Zdaniem Gierycha, ataki na Samoobronę, a wcześniej także na LPR mają na celu rozbicie koalicji i "trzeba zastanowić się, co zrobić, aby takim działaniom przeciwdziałać". Dodał, że sprawa ta być może będzie omawiana podczas posiedzenia rządu. Giertych powiedział, że w takiej sytuacji na miejscu akcjonariuszy Agory, już w poniedziałek pozbyłby się wszystkich akcji.
Sprawę Anety Krawczyk ujawniła w poniedziałek "Gazeta Wyborcza". Była radna Samoobrony w łódzkim sejmiku i była dyrektorka biura poselskiego Łyżwińskiego twierdzi, że pracę w partii miała dostać w zamian za usługi seksualne świadczone Łyżwińskiemu i szefowi Samoobrony Andrzejowi Lepperowi.

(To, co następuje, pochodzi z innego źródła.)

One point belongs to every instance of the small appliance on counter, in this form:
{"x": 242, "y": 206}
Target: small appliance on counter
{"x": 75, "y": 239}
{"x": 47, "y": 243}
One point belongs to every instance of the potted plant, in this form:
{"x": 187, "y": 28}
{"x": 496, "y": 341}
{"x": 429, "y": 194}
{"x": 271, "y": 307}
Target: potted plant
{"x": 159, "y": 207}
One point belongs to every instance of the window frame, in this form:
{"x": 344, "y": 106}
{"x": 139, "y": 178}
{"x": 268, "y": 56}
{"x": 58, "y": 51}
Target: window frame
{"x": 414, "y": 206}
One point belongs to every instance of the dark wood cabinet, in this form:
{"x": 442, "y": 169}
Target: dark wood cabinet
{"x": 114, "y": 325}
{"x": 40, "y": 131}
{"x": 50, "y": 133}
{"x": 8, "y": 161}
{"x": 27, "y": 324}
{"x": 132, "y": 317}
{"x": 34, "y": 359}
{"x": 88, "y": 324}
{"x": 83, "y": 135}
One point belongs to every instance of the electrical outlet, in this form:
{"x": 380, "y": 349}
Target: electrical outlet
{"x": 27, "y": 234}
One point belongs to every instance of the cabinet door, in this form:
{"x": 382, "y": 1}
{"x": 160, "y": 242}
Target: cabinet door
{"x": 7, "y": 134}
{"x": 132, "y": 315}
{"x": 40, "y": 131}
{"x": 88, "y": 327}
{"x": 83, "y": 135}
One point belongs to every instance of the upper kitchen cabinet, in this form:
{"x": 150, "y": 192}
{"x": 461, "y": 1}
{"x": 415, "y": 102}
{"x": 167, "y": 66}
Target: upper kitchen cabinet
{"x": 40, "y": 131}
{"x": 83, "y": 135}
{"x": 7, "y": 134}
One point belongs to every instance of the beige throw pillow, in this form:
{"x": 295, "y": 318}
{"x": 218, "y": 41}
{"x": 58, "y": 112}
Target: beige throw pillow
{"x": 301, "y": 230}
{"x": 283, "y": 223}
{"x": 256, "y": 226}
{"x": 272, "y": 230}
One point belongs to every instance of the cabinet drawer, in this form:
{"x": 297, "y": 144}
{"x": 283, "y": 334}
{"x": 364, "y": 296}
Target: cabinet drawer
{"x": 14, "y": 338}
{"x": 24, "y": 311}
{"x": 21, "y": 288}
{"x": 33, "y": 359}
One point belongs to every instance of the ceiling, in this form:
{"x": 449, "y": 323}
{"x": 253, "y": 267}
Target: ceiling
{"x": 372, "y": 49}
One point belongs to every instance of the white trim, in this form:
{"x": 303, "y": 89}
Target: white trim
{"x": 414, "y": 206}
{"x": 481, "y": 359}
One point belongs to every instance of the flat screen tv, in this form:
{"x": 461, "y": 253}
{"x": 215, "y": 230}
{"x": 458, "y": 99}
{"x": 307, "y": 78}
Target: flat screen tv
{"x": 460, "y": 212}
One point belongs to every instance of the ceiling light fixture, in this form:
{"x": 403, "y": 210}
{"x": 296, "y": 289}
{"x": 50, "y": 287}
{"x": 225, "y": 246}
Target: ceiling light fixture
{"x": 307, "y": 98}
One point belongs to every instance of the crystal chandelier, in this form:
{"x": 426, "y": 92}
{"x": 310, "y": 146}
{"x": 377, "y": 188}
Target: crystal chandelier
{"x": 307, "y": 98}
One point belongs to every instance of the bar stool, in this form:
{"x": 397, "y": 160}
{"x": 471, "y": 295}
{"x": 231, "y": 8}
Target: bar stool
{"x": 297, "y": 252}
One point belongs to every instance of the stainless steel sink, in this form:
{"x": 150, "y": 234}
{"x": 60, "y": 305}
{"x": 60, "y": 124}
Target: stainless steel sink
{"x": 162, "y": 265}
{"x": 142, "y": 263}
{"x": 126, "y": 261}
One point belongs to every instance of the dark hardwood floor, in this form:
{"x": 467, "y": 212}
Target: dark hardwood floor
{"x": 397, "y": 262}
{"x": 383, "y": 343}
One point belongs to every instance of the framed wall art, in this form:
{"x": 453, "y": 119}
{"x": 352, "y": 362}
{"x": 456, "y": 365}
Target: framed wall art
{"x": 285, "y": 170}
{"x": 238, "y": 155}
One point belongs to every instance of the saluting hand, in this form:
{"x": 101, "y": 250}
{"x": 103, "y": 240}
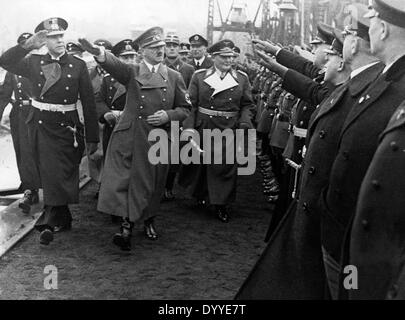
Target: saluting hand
{"x": 266, "y": 46}
{"x": 110, "y": 118}
{"x": 37, "y": 41}
{"x": 158, "y": 118}
{"x": 89, "y": 47}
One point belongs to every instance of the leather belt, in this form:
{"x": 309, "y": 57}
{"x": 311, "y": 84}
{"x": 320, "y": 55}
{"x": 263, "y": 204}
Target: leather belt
{"x": 298, "y": 132}
{"x": 215, "y": 113}
{"x": 54, "y": 107}
{"x": 117, "y": 113}
{"x": 25, "y": 102}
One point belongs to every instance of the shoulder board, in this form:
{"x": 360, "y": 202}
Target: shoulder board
{"x": 78, "y": 58}
{"x": 241, "y": 72}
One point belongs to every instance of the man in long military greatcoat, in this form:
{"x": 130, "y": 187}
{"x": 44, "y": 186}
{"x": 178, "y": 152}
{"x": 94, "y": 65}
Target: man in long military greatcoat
{"x": 132, "y": 186}
{"x": 29, "y": 175}
{"x": 221, "y": 99}
{"x": 55, "y": 132}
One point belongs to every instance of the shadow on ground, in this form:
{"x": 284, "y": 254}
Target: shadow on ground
{"x": 197, "y": 257}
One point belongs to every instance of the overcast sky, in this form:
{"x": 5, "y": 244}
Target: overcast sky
{"x": 113, "y": 19}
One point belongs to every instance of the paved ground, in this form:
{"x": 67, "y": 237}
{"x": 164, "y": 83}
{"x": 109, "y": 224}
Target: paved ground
{"x": 197, "y": 257}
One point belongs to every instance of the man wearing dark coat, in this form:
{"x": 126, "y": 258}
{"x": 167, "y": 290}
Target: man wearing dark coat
{"x": 132, "y": 186}
{"x": 111, "y": 97}
{"x": 55, "y": 132}
{"x": 374, "y": 241}
{"x": 221, "y": 99}
{"x": 29, "y": 175}
{"x": 294, "y": 252}
{"x": 174, "y": 62}
{"x": 199, "y": 59}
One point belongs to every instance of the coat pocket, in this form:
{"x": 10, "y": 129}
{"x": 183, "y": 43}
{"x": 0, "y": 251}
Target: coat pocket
{"x": 122, "y": 126}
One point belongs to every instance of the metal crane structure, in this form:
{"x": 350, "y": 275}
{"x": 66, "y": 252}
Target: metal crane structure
{"x": 237, "y": 21}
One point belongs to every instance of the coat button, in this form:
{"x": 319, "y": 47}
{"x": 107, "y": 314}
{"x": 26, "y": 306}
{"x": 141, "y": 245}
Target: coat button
{"x": 322, "y": 134}
{"x": 394, "y": 146}
{"x": 375, "y": 184}
{"x": 393, "y": 292}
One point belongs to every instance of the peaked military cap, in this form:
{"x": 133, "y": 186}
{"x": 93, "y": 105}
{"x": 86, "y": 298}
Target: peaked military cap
{"x": 198, "y": 40}
{"x": 24, "y": 37}
{"x": 54, "y": 26}
{"x": 392, "y": 11}
{"x": 172, "y": 38}
{"x": 358, "y": 25}
{"x": 73, "y": 48}
{"x": 184, "y": 47}
{"x": 104, "y": 43}
{"x": 224, "y": 48}
{"x": 336, "y": 47}
{"x": 325, "y": 34}
{"x": 124, "y": 47}
{"x": 152, "y": 37}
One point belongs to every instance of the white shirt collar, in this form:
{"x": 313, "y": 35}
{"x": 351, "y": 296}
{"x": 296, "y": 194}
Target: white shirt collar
{"x": 199, "y": 61}
{"x": 357, "y": 71}
{"x": 56, "y": 58}
{"x": 150, "y": 66}
{"x": 388, "y": 66}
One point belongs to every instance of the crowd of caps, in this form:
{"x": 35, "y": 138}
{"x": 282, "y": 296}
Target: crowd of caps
{"x": 44, "y": 95}
{"x": 320, "y": 118}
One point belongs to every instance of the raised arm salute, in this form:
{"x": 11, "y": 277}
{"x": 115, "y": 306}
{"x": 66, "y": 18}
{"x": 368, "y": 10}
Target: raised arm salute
{"x": 56, "y": 134}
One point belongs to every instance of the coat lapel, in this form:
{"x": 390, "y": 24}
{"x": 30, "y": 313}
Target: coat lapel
{"x": 218, "y": 85}
{"x": 150, "y": 80}
{"x": 365, "y": 101}
{"x": 121, "y": 90}
{"x": 397, "y": 120}
{"x": 329, "y": 104}
{"x": 52, "y": 73}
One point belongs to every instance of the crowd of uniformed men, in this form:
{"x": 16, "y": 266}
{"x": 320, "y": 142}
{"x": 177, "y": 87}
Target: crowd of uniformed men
{"x": 330, "y": 126}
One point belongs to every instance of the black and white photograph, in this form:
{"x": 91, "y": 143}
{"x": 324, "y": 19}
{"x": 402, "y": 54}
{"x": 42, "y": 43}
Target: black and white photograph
{"x": 216, "y": 152}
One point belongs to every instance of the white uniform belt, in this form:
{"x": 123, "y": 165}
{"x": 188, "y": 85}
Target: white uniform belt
{"x": 298, "y": 132}
{"x": 54, "y": 107}
{"x": 117, "y": 113}
{"x": 218, "y": 113}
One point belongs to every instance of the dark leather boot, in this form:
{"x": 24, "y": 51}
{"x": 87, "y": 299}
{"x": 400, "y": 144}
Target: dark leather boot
{"x": 30, "y": 198}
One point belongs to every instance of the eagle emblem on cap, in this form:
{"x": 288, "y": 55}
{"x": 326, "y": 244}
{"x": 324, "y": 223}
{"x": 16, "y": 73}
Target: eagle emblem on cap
{"x": 54, "y": 24}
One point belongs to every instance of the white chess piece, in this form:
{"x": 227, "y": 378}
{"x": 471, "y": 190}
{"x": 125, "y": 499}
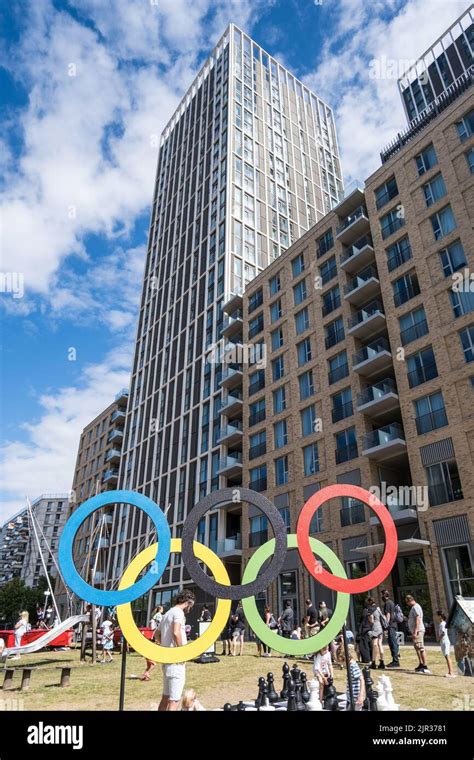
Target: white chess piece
{"x": 314, "y": 704}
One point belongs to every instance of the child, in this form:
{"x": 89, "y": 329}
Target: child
{"x": 322, "y": 669}
{"x": 445, "y": 643}
{"x": 190, "y": 702}
{"x": 107, "y": 641}
{"x": 358, "y": 683}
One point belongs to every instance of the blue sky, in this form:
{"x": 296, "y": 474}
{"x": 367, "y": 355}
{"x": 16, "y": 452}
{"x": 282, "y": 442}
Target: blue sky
{"x": 87, "y": 87}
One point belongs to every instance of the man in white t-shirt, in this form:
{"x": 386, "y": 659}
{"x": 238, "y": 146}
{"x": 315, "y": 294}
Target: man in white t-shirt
{"x": 172, "y": 633}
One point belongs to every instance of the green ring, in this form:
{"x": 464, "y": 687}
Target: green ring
{"x": 272, "y": 639}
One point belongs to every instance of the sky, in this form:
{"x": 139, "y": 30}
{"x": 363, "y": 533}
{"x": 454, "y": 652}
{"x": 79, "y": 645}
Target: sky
{"x": 86, "y": 87}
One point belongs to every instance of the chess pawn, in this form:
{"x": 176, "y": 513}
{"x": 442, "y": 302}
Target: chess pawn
{"x": 272, "y": 695}
{"x": 304, "y": 687}
{"x": 286, "y": 681}
{"x": 314, "y": 704}
{"x": 261, "y": 685}
{"x": 291, "y": 707}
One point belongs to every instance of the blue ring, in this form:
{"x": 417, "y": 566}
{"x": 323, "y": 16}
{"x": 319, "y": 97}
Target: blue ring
{"x": 113, "y": 598}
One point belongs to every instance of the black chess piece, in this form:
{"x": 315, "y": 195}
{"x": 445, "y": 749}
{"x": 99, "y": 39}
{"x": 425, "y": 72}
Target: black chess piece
{"x": 272, "y": 695}
{"x": 371, "y": 699}
{"x": 330, "y": 701}
{"x": 291, "y": 706}
{"x": 261, "y": 685}
{"x": 286, "y": 681}
{"x": 304, "y": 688}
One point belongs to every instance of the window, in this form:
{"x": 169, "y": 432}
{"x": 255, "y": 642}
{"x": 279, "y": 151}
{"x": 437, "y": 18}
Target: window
{"x": 338, "y": 367}
{"x": 281, "y": 471}
{"x": 258, "y": 478}
{"x": 386, "y": 192}
{"x": 421, "y": 367}
{"x": 302, "y": 320}
{"x": 452, "y": 258}
{"x": 331, "y": 300}
{"x": 297, "y": 265}
{"x": 430, "y": 413}
{"x": 257, "y": 412}
{"x": 306, "y": 385}
{"x": 342, "y": 405}
{"x": 258, "y": 533}
{"x": 256, "y": 381}
{"x": 346, "y": 445}
{"x": 465, "y": 127}
{"x": 308, "y": 419}
{"x": 328, "y": 270}
{"x": 444, "y": 483}
{"x": 443, "y": 222}
{"x": 426, "y": 159}
{"x": 276, "y": 311}
{"x": 398, "y": 253}
{"x": 257, "y": 444}
{"x": 275, "y": 285}
{"x": 470, "y": 159}
{"x": 280, "y": 434}
{"x": 413, "y": 325}
{"x": 462, "y": 302}
{"x": 255, "y": 300}
{"x": 311, "y": 459}
{"x": 467, "y": 343}
{"x": 392, "y": 222}
{"x": 304, "y": 352}
{"x": 334, "y": 332}
{"x": 460, "y": 571}
{"x": 256, "y": 325}
{"x": 278, "y": 368}
{"x": 324, "y": 243}
{"x": 277, "y": 339}
{"x": 405, "y": 288}
{"x": 299, "y": 293}
{"x": 434, "y": 190}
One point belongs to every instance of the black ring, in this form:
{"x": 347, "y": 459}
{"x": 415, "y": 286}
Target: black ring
{"x": 207, "y": 584}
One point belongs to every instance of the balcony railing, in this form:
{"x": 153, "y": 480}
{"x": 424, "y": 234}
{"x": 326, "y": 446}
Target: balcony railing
{"x": 431, "y": 421}
{"x": 415, "y": 331}
{"x": 345, "y": 453}
{"x": 357, "y": 214}
{"x": 376, "y": 391}
{"x": 383, "y": 436}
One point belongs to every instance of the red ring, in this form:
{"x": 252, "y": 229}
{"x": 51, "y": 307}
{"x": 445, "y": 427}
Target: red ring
{"x": 347, "y": 585}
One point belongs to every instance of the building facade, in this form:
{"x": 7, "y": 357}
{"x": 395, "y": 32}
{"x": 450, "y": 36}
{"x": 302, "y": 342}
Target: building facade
{"x": 248, "y": 162}
{"x": 366, "y": 329}
{"x": 96, "y": 470}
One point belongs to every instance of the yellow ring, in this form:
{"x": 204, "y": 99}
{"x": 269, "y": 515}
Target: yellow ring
{"x": 171, "y": 655}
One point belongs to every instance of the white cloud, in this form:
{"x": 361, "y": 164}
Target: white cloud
{"x": 45, "y": 461}
{"x": 368, "y": 111}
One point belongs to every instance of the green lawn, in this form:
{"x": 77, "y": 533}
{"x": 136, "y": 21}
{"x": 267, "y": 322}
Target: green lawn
{"x": 96, "y": 687}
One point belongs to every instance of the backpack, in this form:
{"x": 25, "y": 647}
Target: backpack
{"x": 398, "y": 614}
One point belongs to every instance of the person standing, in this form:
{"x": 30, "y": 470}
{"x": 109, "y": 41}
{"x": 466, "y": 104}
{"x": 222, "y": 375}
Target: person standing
{"x": 390, "y": 612}
{"x": 286, "y": 620}
{"x": 172, "y": 633}
{"x": 416, "y": 627}
{"x": 445, "y": 643}
{"x": 238, "y": 630}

W telewizji TVN Krawczyk ujawniła, że Łyżwiński jest ojcem jej 3,5-letniej córki. Poseł temu zaprzeczał. Sprawę miały wyjaśnić badania DNA, którym w piątek poddał się Łyżwiński. W zakładzie medycyny sądowej pobrano również próbkę materiału genetycznego od najmłodszej 3,5-letniej córki Krawczyk.